ことの葉散歩道 権力と暴力
作家の陳舜臣(ちん・しゅんしん)が21日死去した。90歳だった。
中国の歴史と文化に対する豊かな学識を生かした歴史小説やエッセーで知られる。
1961年「枯草の根」で江戸川乱歩賞、推理作家としてデビュー。
67年には約3000枚の大作「阿片戦争」で歴史小説にも進出。
69年「青玉獅子香呂(せいぎょくししこうろ)」で直木賞。
朝日新聞は1月22日の天声人語で「縦横無尽の膨大な仕事を残して、
骨太の作家がまたひとり夢を閉じた」と作家の死を悼み、天安門事件のすぐあとに彼が述べた言葉を紹介している。
「中国の権力集団は、銃口によって政権を守ろうとしている。
政権を守るのは、じつは人心であることを知らない。
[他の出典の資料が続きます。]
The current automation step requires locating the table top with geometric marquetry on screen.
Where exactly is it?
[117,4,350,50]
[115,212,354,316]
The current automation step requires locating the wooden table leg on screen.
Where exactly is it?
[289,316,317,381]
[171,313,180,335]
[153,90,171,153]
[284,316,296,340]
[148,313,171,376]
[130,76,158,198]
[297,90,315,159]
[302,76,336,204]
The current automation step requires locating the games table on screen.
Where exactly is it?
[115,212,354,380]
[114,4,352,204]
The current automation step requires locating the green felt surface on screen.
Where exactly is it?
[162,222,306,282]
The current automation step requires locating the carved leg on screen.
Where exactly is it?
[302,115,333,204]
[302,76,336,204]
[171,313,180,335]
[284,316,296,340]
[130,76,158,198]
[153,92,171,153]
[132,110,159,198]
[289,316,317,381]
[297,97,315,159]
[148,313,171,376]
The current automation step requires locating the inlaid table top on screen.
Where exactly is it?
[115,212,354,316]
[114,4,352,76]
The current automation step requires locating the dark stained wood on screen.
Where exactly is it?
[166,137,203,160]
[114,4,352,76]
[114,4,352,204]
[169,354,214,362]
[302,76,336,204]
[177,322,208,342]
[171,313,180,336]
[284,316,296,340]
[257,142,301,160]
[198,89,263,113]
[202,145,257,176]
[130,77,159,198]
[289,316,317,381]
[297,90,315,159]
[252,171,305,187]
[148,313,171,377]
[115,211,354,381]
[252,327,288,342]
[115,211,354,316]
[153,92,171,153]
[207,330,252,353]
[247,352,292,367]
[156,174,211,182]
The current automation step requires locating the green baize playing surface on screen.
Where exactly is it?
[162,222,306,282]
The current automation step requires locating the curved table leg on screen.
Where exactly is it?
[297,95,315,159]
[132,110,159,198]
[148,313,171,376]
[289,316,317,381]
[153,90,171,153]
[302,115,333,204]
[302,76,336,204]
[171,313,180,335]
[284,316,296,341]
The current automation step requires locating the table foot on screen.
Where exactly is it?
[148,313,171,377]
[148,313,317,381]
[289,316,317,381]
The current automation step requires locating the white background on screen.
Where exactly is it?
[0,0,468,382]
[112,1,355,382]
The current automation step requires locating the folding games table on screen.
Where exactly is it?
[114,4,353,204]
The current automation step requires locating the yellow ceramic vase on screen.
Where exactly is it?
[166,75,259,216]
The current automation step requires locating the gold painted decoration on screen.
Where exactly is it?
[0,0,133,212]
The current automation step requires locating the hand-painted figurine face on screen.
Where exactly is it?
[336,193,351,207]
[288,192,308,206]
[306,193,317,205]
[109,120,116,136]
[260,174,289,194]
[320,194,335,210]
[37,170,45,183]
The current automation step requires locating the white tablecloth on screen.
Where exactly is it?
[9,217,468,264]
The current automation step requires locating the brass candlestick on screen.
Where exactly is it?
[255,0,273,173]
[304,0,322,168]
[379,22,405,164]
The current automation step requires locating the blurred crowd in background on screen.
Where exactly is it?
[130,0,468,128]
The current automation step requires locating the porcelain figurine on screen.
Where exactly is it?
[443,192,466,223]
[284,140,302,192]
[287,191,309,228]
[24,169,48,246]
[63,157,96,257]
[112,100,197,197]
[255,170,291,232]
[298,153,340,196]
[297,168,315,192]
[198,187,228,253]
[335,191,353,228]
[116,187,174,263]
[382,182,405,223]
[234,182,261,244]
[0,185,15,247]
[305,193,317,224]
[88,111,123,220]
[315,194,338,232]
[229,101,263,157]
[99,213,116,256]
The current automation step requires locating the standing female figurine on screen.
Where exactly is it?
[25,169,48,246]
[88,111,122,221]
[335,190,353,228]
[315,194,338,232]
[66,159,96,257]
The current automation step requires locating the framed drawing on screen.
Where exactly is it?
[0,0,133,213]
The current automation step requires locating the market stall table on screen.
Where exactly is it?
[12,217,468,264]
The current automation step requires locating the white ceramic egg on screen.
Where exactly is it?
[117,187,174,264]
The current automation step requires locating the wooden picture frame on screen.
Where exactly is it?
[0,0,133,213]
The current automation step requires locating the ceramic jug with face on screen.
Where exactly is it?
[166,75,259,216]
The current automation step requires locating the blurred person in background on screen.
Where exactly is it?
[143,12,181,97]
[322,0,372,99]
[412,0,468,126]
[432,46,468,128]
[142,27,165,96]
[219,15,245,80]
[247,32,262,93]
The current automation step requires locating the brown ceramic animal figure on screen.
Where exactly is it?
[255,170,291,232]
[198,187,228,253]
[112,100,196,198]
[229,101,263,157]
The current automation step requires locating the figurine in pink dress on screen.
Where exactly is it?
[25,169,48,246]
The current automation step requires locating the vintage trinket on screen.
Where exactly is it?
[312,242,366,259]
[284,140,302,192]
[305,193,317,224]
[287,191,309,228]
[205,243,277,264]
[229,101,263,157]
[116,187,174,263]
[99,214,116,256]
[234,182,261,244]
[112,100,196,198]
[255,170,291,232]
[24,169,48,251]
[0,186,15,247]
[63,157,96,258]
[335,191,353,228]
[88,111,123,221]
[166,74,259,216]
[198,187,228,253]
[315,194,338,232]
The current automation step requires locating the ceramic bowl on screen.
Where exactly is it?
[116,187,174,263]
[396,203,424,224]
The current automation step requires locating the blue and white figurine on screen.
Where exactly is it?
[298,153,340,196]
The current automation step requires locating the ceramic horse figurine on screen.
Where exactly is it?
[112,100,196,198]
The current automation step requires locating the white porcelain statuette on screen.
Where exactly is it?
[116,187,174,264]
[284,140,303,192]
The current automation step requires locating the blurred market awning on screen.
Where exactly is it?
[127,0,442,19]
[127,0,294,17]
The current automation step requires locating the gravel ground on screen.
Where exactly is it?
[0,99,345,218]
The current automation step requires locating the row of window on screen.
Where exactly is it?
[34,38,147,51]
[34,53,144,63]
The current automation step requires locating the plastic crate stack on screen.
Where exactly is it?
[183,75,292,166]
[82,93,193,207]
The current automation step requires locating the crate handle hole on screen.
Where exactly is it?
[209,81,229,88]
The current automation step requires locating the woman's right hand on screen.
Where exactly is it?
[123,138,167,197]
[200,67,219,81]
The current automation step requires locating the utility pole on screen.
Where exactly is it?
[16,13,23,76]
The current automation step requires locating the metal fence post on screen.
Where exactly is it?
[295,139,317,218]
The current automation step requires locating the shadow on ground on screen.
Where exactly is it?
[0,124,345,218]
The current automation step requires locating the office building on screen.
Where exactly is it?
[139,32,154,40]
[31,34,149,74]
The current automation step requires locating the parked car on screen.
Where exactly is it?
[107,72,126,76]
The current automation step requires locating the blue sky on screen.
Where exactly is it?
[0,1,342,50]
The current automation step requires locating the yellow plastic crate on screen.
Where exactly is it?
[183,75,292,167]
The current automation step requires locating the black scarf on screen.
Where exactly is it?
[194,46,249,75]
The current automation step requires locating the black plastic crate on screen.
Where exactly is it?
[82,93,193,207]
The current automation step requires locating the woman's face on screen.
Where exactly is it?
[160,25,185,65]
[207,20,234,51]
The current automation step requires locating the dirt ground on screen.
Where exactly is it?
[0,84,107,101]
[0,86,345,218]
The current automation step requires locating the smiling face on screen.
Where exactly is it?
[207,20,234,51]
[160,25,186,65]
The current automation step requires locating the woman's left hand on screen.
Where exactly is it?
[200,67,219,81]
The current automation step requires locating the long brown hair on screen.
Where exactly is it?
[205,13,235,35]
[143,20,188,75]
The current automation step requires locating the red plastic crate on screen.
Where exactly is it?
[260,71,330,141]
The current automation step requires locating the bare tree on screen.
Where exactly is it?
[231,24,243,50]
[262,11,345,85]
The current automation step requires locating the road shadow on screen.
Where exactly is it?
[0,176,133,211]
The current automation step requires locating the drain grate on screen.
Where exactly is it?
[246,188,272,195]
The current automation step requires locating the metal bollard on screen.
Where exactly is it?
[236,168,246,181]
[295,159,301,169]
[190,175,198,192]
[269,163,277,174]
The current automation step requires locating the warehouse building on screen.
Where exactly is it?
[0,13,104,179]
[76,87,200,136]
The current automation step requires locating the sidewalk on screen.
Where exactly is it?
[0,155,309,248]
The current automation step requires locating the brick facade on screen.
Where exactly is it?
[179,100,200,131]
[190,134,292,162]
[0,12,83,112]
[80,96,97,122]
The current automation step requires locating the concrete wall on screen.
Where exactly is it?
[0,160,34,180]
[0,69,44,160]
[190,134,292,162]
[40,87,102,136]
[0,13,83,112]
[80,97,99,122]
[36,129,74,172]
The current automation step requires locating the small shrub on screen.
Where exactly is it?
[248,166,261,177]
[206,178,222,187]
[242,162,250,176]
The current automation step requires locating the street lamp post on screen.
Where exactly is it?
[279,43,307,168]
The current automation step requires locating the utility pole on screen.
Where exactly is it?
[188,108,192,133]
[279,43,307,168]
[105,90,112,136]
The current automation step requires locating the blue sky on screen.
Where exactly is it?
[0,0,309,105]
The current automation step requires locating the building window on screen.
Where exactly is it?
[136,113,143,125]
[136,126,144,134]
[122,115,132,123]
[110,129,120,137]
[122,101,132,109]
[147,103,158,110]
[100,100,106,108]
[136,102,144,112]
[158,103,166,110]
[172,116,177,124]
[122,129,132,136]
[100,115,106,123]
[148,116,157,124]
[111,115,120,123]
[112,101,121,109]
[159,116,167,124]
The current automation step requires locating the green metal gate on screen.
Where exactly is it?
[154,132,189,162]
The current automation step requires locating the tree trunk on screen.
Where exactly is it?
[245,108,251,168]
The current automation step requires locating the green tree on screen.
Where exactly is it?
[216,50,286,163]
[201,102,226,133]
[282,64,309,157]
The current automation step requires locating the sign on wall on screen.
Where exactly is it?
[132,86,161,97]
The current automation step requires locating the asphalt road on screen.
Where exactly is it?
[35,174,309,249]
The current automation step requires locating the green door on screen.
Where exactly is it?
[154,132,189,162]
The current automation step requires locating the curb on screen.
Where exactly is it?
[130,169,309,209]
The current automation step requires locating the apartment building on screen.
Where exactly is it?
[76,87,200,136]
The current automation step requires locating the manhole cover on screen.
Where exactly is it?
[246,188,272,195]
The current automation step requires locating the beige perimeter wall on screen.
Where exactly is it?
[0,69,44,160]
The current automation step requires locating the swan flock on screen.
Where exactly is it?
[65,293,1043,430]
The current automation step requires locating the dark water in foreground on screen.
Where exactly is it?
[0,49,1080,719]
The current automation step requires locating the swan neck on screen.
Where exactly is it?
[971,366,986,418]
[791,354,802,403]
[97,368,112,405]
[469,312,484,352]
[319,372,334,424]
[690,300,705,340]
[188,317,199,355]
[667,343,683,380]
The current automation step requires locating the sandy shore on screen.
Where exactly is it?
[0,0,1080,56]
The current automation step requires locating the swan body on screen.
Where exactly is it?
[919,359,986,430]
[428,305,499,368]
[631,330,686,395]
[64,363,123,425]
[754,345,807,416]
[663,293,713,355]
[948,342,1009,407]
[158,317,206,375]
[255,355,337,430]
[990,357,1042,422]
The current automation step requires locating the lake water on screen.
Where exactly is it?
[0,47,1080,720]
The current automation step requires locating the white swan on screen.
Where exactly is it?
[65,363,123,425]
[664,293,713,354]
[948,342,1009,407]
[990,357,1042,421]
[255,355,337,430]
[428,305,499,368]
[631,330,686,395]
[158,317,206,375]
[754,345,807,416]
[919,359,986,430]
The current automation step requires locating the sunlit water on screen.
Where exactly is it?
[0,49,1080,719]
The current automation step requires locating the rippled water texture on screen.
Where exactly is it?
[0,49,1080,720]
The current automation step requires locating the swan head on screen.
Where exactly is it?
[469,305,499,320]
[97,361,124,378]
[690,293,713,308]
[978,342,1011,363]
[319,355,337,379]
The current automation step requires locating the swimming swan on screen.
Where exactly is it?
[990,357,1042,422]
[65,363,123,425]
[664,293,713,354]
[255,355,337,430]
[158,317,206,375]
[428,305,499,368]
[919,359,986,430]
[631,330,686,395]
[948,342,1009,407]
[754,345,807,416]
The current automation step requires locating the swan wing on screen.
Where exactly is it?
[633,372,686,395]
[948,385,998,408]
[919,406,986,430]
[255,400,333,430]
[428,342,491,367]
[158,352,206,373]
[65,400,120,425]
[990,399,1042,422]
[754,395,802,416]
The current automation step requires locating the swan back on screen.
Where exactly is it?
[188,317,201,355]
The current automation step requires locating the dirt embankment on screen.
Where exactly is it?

なんという無知であろうか」。
権力にはある種の強権力がつきまとう。
しかしこの強権力が、民意を無視し権力の維持のために行使されるとき、
権力は暴力性をもって別の生き物に変身してしまう。
パスカルは
「力は正義なり、力なきもの正義にあらず」
と言ったが、政治に携わる者、力の使い方を決して間違ってはいけない。